The debut low budget feature from Belgian writer-director Benjamin Viré wants so much to build a bridge between the fairy tale surrealist horror-romances of Jean Rollin circa “The Living Dead Girl” and the unique Gallic action cinema style developed by Luc Besson in films such as “Nikita” and “Leon” during the 1990s; but the experiment doesn’t really come off sufficiently successfully enough to make this film feel like the darkly intriguing and provocative thriller with a macabre touch that it aims to be, rather than just a slow, confused and eventually  quite boring piece of work. Viré employs a grainy, washed out look despite the strange choice of a 2.35:1 aspect ratio, and Raphaël Kolacz’s cinematography looks fairly low-resolution and is as drained of life and vivacity as the character of newcomer Coppejans with her waifish dead-alive paleness.  This grimy palette is awash in stale browns and murky pond greens which makes the blood look black and everything else grey -- and although it succeeds in imbuing Max’s static, life-on-hold existence with a drab air of miserableness and hopelessness, it doesn’t make for a terribly compelling visual experience for the viewer either. The movie is quite sparing in dialogue and surprisingly light on gore but never really manages to make either of the two main characters feel convincing or their relationship seem particularly real, tragic or enthralling. Despite the stillness and the silence at the heart of the film Viré goes for the shaky-cam, fast editing tactic to perk things up a bit and the music soundtrack employs discordant industrial screeches and rumblings in the hopes off building up an ominous atmosphere in the middle section. There’s even some ill-advised rap in the second half of the movie when Max ventures into the city in pursuit of Bianca and the shadowy cabal holding her prisoner.

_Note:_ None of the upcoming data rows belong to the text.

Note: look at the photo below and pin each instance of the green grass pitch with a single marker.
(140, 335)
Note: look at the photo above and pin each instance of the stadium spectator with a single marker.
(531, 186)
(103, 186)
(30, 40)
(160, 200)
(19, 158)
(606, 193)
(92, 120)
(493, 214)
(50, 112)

This second half also experiments with black and white photography in an attempt to foster a feeling for the alienation and remoteness of the protagonist when he’s in the city he finds so confusing and anxiety-inducing; although it doesn’t in the end really feel all that atmospheric, if anything succeeding only in making the film look even duller. Viré does make use of a rare opportunity the device affords him, though, for taking on board an idea seen in Hitchcock’s “Spellbound”, in which a gunshot is accompanied by a split-second flash of colour; and this then also triggers colour snatches of Max’s haunting memories of Bianca, helping him to keep going in his search when the odds seem stacked against him. These brief shots look vividly colourful in comparison with the monochrome world he now inhabits, despite their otherwise rather murky appearance.

The main problem is that after a quiet, supposedly smouldering and intriguing first fifty minutes, the second half of the film rather squanders any small amount of momentum previously built up completely, with Max visiting his sick father (Phillippe Nahon), re-forging old criminal contacts in order to arm himself and track down Bianca, and finally following the gypsy cannibal girl-snatchers’ trail to an illegal cage-fighting joint. After a rather tedious and botched build-up, the climax, which clearly wants to be ambiguous, arty and ultimately transcendental is, in the end, none of these things and merely comes across as a complete cop-out – particularly annoying as the running time is an over-extended 100 minutes plus, and yet we still don’t get a proper conclusion. The cast on the whole are okay, but all the roles are either chronically underwritten or stereotypes, particularly the criminal heavies sent to take back Bianca (the spartan plot never establishes how she ended up alone in Max’s stretch of woods in the first place). Although he does a reasonable job, Eric Gordon appears to have been cast merely because he happens to look a lot like Jean Reno, and is there any Belgian-French horror flick these days that hasn’t cast Phillippe Nahon in a cameo role -- no doubt hoping to accrue some associated “Switchblade Romance” kudos?

Matchbox Films release a bare-bones DVD for the UK market which looks okay I suppose, but the film doesn’t seem like it has much of a visual experience to offer in any case, with a fairly low-res, faded appearance throughout. There are no extras included on the disc.